Повар выбранил ее за то, что она пришла сама — верховная жрица должна отправлять по делам слуг, а не носиться всюду, как девчонка на посылках, — но питье приготовил без проволочек. Ариадна постаралась поточнее запомнить, что и как он делает, чтобы суметь в случае нужды приготовить напиток самой.
Возвращаясь, она совсем запыхалась, не столько от спешки, сколько от беспокойства — но все было в порядке, и она отнесла отвар в спальню, пристроив его на полке рядом с бальзамом. А после задумалась. Что толку прятать мазь, если полуобнаженный Дионис открыт всем взорам? Но он слишком большой, чтобы она могла одеть его в жреческий хитон. У Ариадны ушло пол-утра, чтобы соорудить более или менее приличное одеяние из ткани, выбранной ею для себя, — но когда она закончила, Дионис еще спал. В конце концов Ариадна поела одна и велела Хайне, чтобы днем еду подали еще раз. Наконец она начала подумывать, что ей тоже стоит чем-нибудь заняться, — и тут из спальни донесся голос Диониса. Сперва — во всяком случае, после того, как отвар подействовал — приготовления Ариадны, а она собиралась сама таскать горячую воду, чтобы слуги не увидели бога исцарапанным и в синяках, весьма позабавили Диониса. Потом он начал бросать на нее косые взгляды, и ко времени, когда, закончив есть, откинулся в кресле с кубком вина в руке, смотрел на нее уже так пристально, что девушку охватила дрожь. Заметив это, Дионис поманил ее — она подошла и села у его ног.

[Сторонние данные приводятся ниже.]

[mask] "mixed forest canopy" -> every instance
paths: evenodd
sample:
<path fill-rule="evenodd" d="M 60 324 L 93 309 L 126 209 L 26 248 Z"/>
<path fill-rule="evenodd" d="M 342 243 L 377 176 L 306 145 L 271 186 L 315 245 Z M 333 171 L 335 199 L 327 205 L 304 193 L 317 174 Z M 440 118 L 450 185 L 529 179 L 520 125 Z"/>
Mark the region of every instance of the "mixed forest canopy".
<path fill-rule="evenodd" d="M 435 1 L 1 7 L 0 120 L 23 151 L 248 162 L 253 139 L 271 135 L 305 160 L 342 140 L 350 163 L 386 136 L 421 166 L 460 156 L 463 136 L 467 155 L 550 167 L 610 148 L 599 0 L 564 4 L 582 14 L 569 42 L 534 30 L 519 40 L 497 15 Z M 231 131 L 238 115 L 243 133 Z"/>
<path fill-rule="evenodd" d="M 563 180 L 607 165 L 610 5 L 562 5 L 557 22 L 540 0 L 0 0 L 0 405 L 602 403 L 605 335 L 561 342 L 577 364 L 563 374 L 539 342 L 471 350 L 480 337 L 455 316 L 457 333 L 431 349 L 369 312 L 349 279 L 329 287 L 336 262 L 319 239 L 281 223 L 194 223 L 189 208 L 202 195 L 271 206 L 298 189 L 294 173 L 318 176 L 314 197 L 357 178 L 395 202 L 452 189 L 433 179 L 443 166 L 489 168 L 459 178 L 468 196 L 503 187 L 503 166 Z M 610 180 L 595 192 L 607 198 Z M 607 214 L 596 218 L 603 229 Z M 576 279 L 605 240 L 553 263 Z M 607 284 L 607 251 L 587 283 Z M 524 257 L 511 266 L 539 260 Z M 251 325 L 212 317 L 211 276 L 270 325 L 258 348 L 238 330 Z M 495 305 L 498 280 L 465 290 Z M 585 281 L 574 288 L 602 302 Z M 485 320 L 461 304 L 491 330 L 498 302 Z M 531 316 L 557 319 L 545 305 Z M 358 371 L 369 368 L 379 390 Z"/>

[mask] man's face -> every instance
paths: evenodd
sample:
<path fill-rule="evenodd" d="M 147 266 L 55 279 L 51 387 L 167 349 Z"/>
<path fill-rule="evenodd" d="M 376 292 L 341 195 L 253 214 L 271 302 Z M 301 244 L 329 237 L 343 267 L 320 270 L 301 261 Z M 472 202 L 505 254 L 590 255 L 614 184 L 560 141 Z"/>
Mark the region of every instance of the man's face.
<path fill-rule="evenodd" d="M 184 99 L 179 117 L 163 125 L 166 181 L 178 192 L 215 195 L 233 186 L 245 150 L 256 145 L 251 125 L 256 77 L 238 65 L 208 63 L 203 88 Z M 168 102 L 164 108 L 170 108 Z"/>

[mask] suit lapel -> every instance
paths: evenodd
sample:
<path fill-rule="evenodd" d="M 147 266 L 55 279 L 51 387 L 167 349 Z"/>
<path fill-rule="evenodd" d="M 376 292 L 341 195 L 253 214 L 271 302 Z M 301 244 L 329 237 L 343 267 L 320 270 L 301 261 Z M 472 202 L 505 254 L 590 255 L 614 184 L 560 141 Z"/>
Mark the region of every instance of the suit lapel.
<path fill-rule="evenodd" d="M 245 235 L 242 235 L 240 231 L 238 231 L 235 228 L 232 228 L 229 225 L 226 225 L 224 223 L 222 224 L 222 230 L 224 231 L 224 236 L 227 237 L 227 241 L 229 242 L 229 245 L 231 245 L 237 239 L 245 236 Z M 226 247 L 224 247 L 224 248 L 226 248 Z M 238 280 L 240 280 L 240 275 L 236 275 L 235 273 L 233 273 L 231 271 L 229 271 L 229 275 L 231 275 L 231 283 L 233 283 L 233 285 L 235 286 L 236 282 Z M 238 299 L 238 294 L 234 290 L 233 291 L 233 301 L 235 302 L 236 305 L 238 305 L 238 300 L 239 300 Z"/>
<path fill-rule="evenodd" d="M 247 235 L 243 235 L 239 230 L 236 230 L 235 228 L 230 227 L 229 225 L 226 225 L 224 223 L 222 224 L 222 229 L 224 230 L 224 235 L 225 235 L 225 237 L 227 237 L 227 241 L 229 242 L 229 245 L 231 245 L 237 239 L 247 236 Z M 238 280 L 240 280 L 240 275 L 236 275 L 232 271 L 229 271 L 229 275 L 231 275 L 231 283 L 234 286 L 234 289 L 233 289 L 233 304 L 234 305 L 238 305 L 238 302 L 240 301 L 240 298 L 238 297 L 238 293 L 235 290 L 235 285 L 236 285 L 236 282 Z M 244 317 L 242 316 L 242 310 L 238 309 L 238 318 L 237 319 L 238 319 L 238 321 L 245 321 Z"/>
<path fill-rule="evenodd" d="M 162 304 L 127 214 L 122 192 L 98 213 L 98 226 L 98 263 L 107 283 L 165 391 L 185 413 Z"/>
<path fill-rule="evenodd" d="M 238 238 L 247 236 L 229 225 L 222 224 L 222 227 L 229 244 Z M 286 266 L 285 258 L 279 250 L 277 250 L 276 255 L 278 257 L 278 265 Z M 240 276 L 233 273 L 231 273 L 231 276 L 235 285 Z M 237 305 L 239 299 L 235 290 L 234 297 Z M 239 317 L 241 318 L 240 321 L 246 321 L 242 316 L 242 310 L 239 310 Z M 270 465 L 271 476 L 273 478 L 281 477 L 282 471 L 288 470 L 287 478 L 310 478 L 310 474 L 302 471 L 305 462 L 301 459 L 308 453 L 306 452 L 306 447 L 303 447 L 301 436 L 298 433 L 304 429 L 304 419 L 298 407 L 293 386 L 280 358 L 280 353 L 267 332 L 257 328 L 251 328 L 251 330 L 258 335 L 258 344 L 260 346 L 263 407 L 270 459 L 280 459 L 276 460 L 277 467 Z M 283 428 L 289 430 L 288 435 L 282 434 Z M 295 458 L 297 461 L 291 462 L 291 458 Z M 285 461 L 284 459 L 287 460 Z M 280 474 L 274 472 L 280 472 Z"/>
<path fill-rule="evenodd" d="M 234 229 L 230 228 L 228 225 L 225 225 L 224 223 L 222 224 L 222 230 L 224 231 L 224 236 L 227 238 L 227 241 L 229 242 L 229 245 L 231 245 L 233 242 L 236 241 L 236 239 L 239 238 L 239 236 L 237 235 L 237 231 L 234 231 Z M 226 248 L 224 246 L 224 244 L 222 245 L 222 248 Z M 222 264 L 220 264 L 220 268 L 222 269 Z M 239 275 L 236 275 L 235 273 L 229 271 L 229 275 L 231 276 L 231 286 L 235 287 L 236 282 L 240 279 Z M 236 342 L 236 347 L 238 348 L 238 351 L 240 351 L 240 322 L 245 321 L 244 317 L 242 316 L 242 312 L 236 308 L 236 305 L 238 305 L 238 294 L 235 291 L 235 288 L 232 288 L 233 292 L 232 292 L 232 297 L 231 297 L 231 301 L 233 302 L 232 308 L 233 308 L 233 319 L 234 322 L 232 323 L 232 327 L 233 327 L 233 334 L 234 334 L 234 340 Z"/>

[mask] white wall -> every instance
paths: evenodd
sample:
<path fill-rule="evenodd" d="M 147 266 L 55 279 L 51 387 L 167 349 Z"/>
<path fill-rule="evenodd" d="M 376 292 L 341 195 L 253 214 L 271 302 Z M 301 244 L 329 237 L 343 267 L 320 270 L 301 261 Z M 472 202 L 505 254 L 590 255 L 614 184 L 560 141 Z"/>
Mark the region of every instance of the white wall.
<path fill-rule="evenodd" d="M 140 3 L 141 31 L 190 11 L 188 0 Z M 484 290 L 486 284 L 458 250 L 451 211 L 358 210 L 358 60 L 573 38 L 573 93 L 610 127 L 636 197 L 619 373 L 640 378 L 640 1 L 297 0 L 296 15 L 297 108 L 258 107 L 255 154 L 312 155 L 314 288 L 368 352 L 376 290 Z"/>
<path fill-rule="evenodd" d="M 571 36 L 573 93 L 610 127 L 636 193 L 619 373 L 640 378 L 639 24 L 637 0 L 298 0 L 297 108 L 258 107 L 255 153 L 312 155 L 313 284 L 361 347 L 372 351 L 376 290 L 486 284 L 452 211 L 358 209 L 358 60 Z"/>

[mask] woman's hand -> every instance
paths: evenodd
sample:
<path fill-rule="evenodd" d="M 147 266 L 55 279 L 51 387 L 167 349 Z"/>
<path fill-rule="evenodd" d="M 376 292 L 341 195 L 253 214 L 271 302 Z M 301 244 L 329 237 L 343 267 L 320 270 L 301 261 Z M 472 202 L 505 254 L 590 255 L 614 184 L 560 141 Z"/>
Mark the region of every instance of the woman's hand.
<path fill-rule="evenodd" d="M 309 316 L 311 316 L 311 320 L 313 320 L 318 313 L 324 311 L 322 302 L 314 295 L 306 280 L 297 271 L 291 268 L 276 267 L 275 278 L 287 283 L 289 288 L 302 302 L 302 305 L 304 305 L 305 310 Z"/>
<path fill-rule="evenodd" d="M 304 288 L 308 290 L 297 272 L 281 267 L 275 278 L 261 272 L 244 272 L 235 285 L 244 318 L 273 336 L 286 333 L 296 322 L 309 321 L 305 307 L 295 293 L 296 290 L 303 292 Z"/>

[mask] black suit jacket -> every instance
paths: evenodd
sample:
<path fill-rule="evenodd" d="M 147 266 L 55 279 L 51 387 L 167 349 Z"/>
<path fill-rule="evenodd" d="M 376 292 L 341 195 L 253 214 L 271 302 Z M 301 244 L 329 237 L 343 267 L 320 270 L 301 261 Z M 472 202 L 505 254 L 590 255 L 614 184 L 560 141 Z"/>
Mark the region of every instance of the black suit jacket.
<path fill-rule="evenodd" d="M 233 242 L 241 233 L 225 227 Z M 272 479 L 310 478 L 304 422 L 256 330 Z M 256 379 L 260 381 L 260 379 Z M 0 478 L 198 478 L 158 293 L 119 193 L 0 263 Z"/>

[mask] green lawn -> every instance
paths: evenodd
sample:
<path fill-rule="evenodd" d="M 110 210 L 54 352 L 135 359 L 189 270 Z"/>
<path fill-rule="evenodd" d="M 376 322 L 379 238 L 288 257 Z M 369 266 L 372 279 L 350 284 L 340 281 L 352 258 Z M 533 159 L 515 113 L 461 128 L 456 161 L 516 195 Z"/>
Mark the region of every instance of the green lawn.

— Итак, ты размышляешь, кто я, да?
— Ты мой господин и мой бог. — Ариадна опустила голову.
— Не важно, бог или нет? Ты ведь так думаешь?
— Ты мой господин и мой бог, — упрямо повторила Ариадна.
— Ты так говоришь потому, что боишься того, что я натворю, если ты усомнишься в моей божественности?
Она вскинула глаза и смело встретила его взгляд.
— Потому что я люблю тебя. Потому что ты был ко мне добрее всех в мире. Потому что... — Голос девушки слабел и угасал и вдруг внезапно окреп: — Потому что ты — живой. — Она снова опустила голову. — Мать тоже добра ко мне. Я чувствую Ее тепло. Она дает мне силу. Но... но Она... она вне пределов моего понимания, вне моей досягаемости. — Ариадна подняла взгляд. — Ты мой бог, Дионис, мой прекрасный бог.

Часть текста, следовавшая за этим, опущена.